Stains

by Non Uberis

Prologue: Discontent

Load Full StoryNext Chapter

“You’re doing it again.”

Spike nearly flinched. “Wh-what?” he stammered.

“You know what I mean.” Twilight Sparkle held the book she had been reading—no intense research, for once; no forbidden magical knowledge, no policy, no ancient history, no maps of distant lands, just the latest Daring Do novel—up in front of her face, eyes peering over the top. It mirrored what Spike had been doing with the comic book he was holding just a few moments ago, though it also served to mask the grin across her muzzle as she chuckled wryly. “You would always look at me like this when you were nervous about something,” she then said plainly.

The dragon huffed, snorting a plume of greenish smoke, as he roughly dropped the comic on the table and crossed his arms over his chest. “When I was just a hatchling, Twilight,” he muttered under his breath.

“Old habits die hard sometimes, Spike,” she replied, letting her own book fall away to show a smile that was now more good-natured. “Just like how your frills would always get droopy when you’re feeling down.” She gestured to her cheeks.

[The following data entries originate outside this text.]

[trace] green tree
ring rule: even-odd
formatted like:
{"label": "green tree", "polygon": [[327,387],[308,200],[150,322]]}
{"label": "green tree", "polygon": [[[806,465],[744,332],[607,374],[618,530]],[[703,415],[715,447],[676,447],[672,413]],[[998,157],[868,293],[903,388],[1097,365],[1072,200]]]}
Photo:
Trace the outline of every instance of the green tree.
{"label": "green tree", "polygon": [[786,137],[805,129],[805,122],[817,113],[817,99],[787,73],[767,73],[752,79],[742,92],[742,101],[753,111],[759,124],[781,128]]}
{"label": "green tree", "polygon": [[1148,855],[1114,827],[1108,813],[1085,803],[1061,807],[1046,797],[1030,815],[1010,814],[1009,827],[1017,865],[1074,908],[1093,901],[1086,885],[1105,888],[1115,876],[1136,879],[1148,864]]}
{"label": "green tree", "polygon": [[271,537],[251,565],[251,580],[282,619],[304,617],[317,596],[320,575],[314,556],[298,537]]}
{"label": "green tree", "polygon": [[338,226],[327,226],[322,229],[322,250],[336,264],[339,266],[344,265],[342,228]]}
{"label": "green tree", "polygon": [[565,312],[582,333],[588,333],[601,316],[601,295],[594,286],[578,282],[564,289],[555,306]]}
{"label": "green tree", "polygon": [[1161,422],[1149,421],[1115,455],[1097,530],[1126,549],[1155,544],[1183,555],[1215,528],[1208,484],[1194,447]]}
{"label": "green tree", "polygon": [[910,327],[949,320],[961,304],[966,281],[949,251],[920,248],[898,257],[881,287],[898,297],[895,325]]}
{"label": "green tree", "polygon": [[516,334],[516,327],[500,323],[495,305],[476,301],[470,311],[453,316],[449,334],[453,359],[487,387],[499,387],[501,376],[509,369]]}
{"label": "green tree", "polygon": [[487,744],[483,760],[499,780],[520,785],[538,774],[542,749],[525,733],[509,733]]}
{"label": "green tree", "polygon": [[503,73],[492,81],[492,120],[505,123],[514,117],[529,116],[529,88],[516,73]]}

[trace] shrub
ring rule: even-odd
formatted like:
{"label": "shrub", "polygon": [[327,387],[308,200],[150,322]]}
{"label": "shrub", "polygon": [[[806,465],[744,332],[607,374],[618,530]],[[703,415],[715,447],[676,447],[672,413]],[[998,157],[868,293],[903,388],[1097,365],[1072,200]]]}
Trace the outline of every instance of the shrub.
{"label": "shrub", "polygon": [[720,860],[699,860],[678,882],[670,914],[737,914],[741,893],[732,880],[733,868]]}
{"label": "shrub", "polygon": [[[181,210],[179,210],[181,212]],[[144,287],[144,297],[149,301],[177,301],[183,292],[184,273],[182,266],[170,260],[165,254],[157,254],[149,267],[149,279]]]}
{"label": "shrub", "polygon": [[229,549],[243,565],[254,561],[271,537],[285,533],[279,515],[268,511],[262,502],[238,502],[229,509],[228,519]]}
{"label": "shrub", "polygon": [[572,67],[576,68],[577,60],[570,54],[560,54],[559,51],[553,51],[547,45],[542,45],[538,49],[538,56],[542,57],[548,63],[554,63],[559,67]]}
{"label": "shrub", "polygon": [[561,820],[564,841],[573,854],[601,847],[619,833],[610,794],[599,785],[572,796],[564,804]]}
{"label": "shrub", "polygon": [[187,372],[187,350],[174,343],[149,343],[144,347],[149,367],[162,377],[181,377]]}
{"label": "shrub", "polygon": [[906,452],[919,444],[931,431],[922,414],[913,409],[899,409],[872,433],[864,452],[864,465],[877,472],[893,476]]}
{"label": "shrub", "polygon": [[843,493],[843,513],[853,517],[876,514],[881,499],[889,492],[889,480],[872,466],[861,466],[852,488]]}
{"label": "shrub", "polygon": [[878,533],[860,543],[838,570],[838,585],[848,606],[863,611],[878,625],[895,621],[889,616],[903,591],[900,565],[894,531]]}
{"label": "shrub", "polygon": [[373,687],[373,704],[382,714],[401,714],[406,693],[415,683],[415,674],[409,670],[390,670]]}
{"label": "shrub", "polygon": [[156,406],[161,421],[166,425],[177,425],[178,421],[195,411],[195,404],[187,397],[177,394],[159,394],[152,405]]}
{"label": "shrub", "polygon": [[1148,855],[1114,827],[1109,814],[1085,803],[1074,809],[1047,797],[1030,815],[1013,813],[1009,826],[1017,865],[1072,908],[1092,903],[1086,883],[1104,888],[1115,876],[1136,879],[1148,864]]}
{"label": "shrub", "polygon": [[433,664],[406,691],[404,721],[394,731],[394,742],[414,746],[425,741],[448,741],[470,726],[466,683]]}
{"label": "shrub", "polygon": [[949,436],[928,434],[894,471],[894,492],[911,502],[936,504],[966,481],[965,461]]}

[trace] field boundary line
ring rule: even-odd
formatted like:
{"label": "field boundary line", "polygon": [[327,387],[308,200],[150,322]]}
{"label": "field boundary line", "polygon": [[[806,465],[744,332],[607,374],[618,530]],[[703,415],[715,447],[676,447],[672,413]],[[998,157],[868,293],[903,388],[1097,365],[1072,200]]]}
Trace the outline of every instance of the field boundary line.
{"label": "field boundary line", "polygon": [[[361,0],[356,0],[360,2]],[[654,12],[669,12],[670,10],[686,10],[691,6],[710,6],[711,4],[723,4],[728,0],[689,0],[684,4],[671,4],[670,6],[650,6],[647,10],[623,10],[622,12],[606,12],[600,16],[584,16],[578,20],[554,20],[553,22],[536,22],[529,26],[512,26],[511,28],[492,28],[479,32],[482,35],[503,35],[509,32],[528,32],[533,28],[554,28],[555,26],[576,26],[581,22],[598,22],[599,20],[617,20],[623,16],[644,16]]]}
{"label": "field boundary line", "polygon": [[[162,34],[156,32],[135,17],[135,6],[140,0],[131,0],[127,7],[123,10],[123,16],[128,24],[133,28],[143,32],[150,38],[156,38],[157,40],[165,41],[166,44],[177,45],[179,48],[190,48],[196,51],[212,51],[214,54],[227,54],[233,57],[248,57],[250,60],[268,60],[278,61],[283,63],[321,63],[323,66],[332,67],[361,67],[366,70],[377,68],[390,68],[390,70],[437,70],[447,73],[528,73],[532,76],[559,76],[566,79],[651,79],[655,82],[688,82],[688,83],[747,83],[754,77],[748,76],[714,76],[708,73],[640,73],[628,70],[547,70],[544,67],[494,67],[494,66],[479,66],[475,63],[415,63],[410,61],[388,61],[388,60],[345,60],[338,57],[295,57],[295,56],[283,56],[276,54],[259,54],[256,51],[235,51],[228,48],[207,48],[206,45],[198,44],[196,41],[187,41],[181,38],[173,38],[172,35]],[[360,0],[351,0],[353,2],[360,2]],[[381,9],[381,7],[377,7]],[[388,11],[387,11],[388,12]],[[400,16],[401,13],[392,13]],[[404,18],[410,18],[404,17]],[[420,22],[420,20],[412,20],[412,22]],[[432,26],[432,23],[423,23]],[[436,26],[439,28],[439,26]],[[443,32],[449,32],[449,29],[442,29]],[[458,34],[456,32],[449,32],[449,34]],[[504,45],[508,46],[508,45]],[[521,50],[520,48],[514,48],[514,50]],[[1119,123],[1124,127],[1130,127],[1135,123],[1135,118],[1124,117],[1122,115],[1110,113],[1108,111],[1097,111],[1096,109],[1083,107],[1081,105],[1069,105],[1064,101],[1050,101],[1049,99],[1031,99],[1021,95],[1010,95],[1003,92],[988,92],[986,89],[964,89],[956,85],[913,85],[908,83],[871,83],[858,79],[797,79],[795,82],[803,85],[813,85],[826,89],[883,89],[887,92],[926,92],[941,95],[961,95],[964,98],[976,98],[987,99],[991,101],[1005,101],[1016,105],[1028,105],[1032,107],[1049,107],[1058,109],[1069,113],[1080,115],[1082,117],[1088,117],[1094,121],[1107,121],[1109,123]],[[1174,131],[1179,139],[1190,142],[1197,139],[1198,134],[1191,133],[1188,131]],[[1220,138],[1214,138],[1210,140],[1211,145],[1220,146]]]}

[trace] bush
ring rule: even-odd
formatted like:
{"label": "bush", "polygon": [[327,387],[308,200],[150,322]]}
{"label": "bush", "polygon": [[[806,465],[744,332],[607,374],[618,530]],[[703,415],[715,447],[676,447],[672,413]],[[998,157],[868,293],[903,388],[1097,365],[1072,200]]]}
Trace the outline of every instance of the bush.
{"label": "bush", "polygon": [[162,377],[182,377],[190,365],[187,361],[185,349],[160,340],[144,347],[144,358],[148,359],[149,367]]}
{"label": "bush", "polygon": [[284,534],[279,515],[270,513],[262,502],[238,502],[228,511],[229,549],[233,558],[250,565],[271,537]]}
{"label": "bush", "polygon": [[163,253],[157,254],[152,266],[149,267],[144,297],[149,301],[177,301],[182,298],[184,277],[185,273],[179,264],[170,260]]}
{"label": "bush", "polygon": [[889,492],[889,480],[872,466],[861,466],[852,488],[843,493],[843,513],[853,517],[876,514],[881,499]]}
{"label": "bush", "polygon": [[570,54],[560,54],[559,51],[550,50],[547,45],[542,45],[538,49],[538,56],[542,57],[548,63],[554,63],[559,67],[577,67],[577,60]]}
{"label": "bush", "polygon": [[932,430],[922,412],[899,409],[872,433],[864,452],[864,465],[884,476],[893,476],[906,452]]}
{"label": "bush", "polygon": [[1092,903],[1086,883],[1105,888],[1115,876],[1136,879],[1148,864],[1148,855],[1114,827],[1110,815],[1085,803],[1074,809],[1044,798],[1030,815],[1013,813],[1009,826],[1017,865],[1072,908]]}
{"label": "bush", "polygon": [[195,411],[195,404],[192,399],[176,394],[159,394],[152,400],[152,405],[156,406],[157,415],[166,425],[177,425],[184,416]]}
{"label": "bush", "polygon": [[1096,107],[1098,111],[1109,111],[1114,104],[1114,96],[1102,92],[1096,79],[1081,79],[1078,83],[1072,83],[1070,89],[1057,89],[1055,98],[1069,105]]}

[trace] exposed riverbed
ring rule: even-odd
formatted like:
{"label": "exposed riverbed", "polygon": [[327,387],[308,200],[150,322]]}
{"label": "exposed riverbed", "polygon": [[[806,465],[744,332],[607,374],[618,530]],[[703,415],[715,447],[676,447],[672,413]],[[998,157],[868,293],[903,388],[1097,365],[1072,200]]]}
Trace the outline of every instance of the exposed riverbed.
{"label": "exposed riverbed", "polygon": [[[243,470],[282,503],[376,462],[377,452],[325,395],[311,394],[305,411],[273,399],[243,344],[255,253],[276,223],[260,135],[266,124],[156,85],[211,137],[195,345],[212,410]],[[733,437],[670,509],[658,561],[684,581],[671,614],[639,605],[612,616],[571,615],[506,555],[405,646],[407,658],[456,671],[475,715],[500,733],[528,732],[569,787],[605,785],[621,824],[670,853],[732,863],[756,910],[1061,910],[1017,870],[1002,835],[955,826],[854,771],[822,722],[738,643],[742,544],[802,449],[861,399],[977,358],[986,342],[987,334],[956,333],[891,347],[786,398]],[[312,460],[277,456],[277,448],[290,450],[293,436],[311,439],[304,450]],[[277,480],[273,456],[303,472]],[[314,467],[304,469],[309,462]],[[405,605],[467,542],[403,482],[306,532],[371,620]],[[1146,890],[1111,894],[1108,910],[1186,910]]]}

“Oh.” The outer shell of Spike’s tough demeanor melted away somewhat. The floppy green frills on the sides of his face wiggled; he could coerce them to move if he concentrated enough, force them into a more neutral position, but that only served to highlight how much they had been sagging. He sighed, a low, gravelly sound in his throat. His eyes flashed with a kind of wariness in them as he looked toward her. “Sometimes I feel like you know me better than I do.”

“In some ways, perhaps, I do like to think that I’ve learned a great deal about you and your habits by now.” Twilight Sparkle beamed with pride, however slightly; she knew that this wasn’t the time to go into a tangent about all of the little details she could rattle off. “Clearly not enough, though, or else I wouldn’t have to ask you what the problem is.”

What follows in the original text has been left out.